As Apple's cloud service looms and Spotify is about to pounce on the U.S. market, Amazon is giving customers more music storage for less money. The company announced Wednesday that Cloud Drive now allows for unlimited storage of MP3 and AAC files for as little as $20 a year and free storage for all Amazon MP3 purchases. In addition, Cloud Drive for the Web has been optimized to offer streaming playback on Safari web browser for iPad.
The offer of unlimited storage is good for only a limited time, however. And the unlimited part of the offer covers only music files, not pictures or HD movies. If you're using Cloud Drive to store anything other than music, the old rates and storage limits still apply. So, for example, a $20-for-20 GB annual plan comes with unlimited music storage but just 20 GB of storage for all other types of files.
The entry-level Cloud Drive storage plan is still the free 5 GB plan. The unlimited storage offer kicks in at the 20 GB plan. There are also plans for 50 GB, 100 GB, 200 GB, 500 GB and 1,000 GB. But if only music will be stored in the account, the 20 GB plan will suffice.
Apple's iTunes Match service, to be launched this fall, will cost $24.99 per year and will have a limit of 20,000 songs. Google's Music Beta is free of charge and currently limits the user to 20,000 songs and a 250MB limit per individual song.
But Amazon still has some work to do before Cloud Drive is ready for prime time. Cloud Drive requires the user to upload each song to an individual account. In effect, Amazon dedicates server space for each Cloud Drive user. This approach allowed Amazon to launch Cloud Drive without licenses from record labels but results in long upload time.
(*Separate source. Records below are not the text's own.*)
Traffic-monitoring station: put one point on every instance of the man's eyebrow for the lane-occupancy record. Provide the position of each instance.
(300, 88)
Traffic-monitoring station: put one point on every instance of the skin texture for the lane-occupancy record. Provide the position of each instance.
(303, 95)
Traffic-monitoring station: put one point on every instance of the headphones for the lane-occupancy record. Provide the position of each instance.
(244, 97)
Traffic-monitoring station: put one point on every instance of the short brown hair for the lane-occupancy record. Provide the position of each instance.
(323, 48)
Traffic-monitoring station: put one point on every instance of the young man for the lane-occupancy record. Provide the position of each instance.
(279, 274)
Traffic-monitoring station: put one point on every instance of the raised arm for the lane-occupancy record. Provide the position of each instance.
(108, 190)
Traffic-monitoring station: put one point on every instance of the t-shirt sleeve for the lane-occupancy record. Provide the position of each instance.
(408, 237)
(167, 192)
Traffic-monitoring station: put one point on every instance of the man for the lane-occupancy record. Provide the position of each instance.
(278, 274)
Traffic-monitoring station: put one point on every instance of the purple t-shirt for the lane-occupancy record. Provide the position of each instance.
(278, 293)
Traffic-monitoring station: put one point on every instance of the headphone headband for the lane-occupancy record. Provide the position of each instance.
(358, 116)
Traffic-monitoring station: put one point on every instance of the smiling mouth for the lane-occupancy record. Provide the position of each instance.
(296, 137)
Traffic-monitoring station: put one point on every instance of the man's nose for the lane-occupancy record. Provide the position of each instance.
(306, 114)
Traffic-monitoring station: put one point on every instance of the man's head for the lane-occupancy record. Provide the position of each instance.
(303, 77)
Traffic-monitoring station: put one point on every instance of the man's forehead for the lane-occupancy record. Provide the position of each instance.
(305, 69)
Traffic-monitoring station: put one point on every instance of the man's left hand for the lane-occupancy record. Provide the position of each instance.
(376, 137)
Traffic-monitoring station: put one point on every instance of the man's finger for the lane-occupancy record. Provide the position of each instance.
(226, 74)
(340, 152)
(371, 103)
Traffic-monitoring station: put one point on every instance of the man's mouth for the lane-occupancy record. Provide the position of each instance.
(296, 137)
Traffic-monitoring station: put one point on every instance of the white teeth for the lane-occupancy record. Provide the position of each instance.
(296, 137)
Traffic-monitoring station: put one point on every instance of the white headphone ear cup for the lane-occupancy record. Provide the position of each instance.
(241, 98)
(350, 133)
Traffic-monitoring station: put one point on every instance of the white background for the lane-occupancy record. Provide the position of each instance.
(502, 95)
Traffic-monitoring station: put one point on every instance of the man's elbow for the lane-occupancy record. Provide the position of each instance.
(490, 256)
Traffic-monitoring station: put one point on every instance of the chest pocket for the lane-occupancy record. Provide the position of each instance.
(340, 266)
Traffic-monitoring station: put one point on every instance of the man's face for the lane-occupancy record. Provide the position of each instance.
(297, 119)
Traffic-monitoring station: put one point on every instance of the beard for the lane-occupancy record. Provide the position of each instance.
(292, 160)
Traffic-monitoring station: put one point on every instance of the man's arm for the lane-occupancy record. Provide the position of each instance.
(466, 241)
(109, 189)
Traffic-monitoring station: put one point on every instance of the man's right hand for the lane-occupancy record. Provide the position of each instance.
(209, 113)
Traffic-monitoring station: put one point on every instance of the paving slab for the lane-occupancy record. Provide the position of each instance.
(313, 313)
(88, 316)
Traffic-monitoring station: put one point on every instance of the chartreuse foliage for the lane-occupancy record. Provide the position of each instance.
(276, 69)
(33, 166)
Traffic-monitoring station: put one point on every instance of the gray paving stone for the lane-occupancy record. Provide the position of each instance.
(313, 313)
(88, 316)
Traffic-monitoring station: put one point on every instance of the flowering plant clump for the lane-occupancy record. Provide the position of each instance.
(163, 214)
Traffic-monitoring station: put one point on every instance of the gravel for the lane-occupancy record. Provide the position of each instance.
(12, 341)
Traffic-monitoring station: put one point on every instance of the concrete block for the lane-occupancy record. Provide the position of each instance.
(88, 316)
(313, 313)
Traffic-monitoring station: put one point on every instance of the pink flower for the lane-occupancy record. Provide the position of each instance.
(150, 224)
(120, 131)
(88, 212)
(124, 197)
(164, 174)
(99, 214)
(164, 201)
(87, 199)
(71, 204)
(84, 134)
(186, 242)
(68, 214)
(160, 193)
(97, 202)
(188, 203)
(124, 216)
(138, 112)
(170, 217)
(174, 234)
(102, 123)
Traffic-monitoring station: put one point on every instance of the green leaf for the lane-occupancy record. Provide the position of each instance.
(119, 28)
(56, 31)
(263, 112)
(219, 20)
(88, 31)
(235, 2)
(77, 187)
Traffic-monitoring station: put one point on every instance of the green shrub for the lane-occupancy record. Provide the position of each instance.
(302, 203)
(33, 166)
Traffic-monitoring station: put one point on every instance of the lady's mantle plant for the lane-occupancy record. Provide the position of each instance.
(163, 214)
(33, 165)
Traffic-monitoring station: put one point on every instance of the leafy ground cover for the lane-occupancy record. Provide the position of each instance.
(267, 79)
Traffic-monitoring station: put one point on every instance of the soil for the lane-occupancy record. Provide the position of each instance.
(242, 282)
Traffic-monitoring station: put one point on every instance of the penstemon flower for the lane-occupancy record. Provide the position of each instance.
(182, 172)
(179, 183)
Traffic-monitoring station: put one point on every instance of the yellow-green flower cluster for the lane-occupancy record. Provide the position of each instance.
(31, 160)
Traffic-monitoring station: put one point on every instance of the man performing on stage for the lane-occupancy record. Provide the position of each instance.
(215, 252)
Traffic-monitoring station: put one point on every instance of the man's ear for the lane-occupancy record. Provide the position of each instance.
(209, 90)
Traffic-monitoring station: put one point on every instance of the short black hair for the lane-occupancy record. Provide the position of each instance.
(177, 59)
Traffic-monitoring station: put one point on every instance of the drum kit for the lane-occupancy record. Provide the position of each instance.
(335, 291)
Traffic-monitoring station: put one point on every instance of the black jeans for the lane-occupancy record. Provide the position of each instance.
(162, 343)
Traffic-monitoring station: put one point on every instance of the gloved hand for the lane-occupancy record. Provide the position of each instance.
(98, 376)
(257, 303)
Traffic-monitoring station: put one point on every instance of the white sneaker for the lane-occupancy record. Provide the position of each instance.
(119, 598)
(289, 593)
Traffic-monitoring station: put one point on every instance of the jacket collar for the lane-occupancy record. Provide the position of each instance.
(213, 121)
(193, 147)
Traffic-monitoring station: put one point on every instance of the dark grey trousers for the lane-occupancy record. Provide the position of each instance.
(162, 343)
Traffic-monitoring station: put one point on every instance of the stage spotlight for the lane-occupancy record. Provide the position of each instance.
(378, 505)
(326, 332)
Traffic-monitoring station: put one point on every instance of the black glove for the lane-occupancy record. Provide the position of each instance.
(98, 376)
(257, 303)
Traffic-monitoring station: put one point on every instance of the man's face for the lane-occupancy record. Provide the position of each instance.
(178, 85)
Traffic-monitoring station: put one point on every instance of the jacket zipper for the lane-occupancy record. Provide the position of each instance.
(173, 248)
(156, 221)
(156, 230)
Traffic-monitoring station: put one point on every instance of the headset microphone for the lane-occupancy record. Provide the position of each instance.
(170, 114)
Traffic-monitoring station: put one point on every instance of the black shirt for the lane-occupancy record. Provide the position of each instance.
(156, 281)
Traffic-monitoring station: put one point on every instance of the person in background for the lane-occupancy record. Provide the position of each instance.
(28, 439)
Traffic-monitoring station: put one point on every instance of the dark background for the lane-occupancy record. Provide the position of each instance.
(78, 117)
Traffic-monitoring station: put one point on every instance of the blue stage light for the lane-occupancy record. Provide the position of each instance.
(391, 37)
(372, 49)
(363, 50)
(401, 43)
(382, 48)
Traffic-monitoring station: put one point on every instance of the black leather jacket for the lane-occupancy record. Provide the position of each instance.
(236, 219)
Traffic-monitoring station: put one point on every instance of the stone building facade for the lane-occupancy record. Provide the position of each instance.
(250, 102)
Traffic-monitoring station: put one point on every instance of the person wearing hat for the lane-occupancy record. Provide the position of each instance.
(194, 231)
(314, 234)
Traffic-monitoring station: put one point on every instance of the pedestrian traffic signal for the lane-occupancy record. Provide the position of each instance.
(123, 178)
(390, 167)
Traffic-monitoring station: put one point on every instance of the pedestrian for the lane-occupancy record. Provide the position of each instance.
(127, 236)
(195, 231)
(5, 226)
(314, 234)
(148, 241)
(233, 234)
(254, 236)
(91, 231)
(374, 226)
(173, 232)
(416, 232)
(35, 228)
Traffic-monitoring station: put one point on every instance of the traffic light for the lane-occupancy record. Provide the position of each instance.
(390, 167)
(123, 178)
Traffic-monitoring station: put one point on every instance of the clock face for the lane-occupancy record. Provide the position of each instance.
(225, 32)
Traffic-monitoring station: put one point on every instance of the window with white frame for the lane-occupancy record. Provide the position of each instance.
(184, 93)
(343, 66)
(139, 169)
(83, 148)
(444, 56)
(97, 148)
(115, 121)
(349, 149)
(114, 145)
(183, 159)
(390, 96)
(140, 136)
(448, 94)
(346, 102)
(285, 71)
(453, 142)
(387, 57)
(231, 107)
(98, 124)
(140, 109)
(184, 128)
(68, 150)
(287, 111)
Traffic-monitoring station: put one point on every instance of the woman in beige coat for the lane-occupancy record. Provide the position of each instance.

iTunes Match will have a scan-and-match feature that quickly scans the user's hard drive and matches those songs with the user's cloud-based account. Apple secured the required licenses from record labels for this service. Users will be spared from long upload times. Only songs that do not match will be uploaded individually. But that should not be much of an inconvenience since Apple claims it has 18 million songs in its catalog for the matching process.